A few days ago I saw a protest march right past the apartment I am staying while I was walking home. From a people I asked, I learned they were factory workers on strike.


An elderly women walked up to the protestors, took the microphone, and started screaming something. I wish I spoke better Spanish to understand what she said! But from the crowds cries, it was supportive of their cause.


The policy slowly walked with the crowd with squad cars in front, officers on the side, and a riot van in the back. I think they were there to keep the protestors contained rather than protecting the protest. Let's just say they were there to maintain order.


I have heard on the news of strikes and civil unrest happening more frequently in Europe since the crisis.


The protest was made up primarily of young people, perhaps those who wanted and expected a better life. Prices for various good have increased recently while wages have been flat, or disappeared for the 25% of Spaniards who are unemployed. The man who's apartment I am living in has told me that a canister of gas for heating and cooking  has increased from €14 to €18.50 over the past few years. I suspect for goods like gas and bus fare the increases are from a decrease in government subsidies. 


There are many aspects to this issue. The government must bare some responsibility for all that has happening. From what I have learned in the Spain, the government operates in a fairly opaque manner. Both parties are funded by similar interests groups - the utilities, banks, and telecoms companies. I was told that some major politicians are hired as "consultants" by utilities companies and are paid as much as €450,000 a year for their "consultation". These sorts of practices are done by both major parties, and even if other parties emerge they are likely to be influenced by this same back room, political machinery. 

The challenges for countries like Spain are particularly acute. In early decades, Spain's economic growth was fueled by low cost manufacturing. Some Spaniards think this will again be their future engine of growth, but as emerging market countries have come to dominate the low-cost manufacturing sector, developed and expensive countries like Spain cannot compete with countries like China or Vietnam. Manufacturing in developed countries consists primarily of high quality goods  where labor costs make up a smaller percentage of the cost. However, higher quality goods are also often less labor intensive as much of the work is performed using machines.  Moreover, developing a high quality goods manufacturing sector like Germany has with automobiles, takes years of consistent investment in infrastructure, education, and business friendly policies.

The thing that concerns me about develops in Spain and even in the United States deals with structural unemployment. In the last decade the link between wages and productivity in the US was broken. For the past century this connection was accepted as a given in economics, but changes in our economy has broken this link. This means that even as productivity increases, wages will not follow in step. In the US, since the economic crisis, 95% of all income gains have gone to the top 1%.  As more jobs in our society can be performed more inexpensively and more effectively by machines, it makes it even more challenging to for people to find jobs.

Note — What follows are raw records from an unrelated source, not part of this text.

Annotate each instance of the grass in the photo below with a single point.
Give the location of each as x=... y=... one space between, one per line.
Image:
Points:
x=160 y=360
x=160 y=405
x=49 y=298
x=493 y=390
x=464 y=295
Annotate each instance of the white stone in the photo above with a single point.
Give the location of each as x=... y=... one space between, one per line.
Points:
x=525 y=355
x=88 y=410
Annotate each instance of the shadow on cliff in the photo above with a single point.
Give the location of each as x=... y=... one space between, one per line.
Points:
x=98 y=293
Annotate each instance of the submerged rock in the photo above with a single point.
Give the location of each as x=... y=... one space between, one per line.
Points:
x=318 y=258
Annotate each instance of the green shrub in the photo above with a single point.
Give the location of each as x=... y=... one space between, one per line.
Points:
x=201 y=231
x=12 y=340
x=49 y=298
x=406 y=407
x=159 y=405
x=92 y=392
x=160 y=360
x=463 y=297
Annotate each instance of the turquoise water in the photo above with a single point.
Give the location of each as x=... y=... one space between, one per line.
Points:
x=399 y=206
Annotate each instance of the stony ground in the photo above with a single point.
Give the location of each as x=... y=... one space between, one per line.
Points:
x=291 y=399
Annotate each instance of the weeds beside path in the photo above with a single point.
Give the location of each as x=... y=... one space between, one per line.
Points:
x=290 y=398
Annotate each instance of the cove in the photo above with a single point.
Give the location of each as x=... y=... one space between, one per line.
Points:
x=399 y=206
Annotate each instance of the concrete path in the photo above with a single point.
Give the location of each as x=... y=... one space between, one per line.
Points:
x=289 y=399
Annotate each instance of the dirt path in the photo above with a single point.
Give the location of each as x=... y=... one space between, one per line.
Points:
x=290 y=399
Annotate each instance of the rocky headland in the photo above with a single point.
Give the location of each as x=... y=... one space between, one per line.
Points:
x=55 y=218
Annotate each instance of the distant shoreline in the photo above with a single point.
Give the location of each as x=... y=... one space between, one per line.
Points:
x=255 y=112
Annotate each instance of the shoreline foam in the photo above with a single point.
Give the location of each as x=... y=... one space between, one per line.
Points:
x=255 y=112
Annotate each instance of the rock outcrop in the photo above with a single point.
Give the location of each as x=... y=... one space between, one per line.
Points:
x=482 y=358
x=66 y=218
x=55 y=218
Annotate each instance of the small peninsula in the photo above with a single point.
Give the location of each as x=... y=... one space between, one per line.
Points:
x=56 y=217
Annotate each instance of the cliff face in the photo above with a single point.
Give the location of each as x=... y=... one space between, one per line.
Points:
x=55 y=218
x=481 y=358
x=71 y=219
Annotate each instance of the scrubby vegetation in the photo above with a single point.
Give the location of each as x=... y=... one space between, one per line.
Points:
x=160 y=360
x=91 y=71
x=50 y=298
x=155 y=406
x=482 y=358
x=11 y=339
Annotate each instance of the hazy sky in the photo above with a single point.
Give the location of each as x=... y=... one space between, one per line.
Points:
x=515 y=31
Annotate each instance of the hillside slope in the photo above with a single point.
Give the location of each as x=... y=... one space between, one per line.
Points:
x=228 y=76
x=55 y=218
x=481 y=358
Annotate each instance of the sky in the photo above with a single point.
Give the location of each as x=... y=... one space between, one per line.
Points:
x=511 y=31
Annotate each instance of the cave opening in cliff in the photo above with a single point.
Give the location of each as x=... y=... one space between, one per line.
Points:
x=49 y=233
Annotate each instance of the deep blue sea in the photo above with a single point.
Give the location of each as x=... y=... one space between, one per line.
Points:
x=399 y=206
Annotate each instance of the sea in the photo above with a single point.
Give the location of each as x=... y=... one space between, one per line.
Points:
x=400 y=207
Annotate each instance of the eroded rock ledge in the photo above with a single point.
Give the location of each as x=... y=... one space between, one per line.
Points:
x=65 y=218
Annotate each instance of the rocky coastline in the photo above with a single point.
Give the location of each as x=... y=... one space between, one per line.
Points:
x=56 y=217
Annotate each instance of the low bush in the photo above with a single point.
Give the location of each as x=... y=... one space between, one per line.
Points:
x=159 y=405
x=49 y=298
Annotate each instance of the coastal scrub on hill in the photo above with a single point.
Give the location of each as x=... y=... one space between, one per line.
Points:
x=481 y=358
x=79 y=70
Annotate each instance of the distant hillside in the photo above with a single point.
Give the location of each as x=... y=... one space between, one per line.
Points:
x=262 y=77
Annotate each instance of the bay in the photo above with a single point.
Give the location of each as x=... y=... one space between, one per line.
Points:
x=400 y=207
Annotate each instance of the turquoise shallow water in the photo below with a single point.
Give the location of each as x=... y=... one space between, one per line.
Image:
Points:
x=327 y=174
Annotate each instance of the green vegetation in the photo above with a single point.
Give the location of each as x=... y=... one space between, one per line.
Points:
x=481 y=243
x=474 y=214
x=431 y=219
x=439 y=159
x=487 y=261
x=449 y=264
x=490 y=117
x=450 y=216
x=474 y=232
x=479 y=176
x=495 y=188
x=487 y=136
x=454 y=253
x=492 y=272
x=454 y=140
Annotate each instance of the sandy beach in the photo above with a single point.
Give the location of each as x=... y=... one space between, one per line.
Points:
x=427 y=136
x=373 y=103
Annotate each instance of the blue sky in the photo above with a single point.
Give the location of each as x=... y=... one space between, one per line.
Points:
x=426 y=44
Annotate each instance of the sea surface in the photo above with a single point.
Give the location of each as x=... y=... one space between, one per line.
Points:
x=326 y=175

Having a large fraction of the population out of work is not only a drag on the economy as they must be supported by the government, but it is also politically volatile and dangerous. A high level of young and education people out of work and/or discontented with their situation in life was the tinder that fueled the Arab Spring. I'm not saying the Arab Spring was bad in anyway, but simply that unemployment has a causal effect on civil unrest. If inequality and unemployment become structural, this potential for unrest could build in the US or other countries.  

The general problem of unemployment and stagnate wages may not turn out to be structural, and may simply be a transitory behavior after an economic recession. However, I do fear that our society may be overlooking this issue by making the excuse that things will change once the economy picks up.  

A few years ago, I read the book Player Piano which is one of among many books that describes a society separate into two groups: the few educated engineers who run the machines and the many uneducated poor that do menial jobs. I don't think we are anywhere near to a distopia, but if these labor issue prove to be structural and nothing is done to address these problems. The tranquil society we take for granted may unravel surprisingly quickly.

We will have more to worry about than manufacturers on strike.